What I love about the co-op (I swear I’m not a paid advertiser! In fact, no one’s paid; it’s entirely volunteer-run) is that 1) it’s cheap!, 2) it gives me a set number of healthy fruits & veggies to plan meals around and easily force good foods into my diet, 3) the co-op orders as local as it can, from small farmers rather than giant conglomerates, and skims all the supermarket-overhead off the whole business, and 4) it cuts out all the big-company drama to put the transactions (and food!) back in the hands of consumers and farmers! :)
And did I mention cheap? For $15 I got a laundry basket-full of: 1 Romain lettuce head (bunch? I’m so veggie-ignorant), 1 bunch of spinach, 1 bunch asparagus, 1 bunch broccoli, 3 hugely long cucumbers, 1 bag of peppers (multi-colored? no idea what kind), 1 box mini organic heirloom tomatoes (SOOO delicious!), 4 giant pears, 7 oranges, 9 apples, 1 bunch bananas, and 1 acorn squash. I also paid $12 for an “add-on” of 5 loaves of organic multi-grain bread (which tastes like a nutty little slice of heaven!).

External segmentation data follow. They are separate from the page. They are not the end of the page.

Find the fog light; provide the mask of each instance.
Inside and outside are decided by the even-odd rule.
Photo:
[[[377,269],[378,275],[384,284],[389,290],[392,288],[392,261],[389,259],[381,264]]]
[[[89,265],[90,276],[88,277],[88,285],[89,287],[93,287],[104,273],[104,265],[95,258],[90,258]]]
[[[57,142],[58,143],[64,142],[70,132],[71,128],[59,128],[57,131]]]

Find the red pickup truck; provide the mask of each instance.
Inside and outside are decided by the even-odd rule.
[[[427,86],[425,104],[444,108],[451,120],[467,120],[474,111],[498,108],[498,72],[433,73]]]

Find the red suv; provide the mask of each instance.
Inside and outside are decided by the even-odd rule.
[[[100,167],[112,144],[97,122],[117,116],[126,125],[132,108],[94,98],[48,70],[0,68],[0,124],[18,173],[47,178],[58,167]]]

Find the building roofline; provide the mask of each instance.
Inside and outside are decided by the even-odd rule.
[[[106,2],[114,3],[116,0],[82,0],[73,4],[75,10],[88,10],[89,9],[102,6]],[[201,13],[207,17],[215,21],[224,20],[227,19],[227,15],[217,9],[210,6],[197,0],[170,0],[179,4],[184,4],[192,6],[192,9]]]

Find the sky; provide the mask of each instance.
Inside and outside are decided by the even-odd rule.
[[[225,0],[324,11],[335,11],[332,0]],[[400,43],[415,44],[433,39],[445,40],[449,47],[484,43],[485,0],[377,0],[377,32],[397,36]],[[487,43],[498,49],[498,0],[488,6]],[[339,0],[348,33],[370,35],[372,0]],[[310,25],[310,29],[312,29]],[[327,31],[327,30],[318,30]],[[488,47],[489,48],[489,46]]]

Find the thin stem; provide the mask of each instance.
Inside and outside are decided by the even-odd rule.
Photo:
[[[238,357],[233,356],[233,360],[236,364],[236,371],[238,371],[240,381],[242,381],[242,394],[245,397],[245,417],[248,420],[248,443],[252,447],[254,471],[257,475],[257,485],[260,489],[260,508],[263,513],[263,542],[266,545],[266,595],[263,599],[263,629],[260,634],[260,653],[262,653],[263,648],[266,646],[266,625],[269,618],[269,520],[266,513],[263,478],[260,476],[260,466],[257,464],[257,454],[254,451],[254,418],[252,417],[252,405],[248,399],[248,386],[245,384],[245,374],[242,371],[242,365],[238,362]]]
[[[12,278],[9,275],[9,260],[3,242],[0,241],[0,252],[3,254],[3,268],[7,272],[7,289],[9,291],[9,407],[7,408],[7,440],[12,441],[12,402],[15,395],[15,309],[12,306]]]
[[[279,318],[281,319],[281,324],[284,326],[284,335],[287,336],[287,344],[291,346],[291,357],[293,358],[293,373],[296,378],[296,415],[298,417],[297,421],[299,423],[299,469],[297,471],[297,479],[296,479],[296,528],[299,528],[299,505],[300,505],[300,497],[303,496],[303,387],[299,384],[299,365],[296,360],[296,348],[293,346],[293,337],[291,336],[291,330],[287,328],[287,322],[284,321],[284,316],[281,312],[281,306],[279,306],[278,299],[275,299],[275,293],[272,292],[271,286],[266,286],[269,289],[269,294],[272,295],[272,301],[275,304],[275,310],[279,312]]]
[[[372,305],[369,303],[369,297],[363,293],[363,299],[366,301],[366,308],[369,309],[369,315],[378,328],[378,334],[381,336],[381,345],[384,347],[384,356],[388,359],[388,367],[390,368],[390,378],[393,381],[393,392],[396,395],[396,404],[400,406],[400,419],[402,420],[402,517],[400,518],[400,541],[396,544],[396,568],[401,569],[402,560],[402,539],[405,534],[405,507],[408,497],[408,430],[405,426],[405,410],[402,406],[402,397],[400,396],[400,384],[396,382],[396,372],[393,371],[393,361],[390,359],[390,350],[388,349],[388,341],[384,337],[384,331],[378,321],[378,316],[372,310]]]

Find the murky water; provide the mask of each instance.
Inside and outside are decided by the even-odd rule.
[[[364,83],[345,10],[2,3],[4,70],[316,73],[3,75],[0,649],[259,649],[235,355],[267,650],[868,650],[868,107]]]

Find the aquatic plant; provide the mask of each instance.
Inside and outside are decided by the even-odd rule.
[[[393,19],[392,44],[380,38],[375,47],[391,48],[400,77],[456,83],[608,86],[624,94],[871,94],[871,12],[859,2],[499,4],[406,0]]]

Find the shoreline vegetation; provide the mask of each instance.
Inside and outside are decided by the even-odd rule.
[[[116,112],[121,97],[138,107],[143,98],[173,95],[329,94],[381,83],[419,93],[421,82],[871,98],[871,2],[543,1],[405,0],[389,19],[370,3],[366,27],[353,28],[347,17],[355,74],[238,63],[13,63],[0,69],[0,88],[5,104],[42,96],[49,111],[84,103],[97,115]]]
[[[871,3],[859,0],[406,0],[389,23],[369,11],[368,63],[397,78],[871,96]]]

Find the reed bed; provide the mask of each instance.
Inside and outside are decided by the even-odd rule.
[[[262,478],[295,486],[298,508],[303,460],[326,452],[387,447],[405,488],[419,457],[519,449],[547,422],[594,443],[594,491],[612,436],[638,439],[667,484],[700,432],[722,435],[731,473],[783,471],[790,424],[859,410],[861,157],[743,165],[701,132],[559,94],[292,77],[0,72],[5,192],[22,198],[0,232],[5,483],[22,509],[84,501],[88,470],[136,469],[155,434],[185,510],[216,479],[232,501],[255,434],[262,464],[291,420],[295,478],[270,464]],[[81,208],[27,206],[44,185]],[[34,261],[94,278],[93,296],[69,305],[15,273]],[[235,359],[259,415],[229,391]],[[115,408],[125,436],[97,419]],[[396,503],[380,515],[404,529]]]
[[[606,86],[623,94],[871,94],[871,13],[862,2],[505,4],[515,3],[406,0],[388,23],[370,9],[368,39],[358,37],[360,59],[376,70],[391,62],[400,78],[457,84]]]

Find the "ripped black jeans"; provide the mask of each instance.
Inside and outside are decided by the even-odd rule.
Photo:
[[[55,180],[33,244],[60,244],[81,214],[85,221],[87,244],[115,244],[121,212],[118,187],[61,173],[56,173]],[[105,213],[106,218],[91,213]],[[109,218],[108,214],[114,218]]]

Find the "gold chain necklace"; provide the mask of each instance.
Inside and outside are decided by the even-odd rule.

Of course, Thing 1 and Thing 2 had consumed all the apples and bananas by the next day! But then I made a list, and this morning I sat down to the computer (pinterest, mostly, of course!) and made a meal plan for the week. I only planned the dinners, except for when I’ll have to remember to pack sandwiches; mostly the tater tots and I will just eat leftovers or something scrambled up from the fridge.
I used my Weekly Meal Plan sheet that I made and printed out: first I filled in the “groceries” side with my Bountiful Basket bounty, plus whatever meats and grains I had on hand. Then I hit the internets to find recipes that fit the bill. Not easy, with set ingredients and a “clean eating” requirement!
If you’d like to whip up your own meal plan from what you have on hand, go ahead and download my free Weekly Meal Plan. The sites I mainly browsed are my pinterest “Clean Eating” board, The Gracious Pantry, and He and She Eat Clean.
Sooo, without further ado, here’s my dinner plan for the week:
Thursday: Fromage burgers and Salad from mixed greens and mini heirloom tomatoes
Friday: Cheese tortellini (already in fridge) with zucchini or spinach (whatever’s left by then!) and herby creamy sauce (improv-style)
Saturday: Parmesan chicken with Romaine lettuce
Sunday: Taco [and Quinoa] stuffed acorn squash with oven-roasted asparagus
Snacks: oranges (sliced)
pears (fresh, sliced and dipped like french fries, or oven-baked with cinnamon sprinkled on top)
cucumber slices and hummus
That’s it! Hope you (and my fam) enjoy!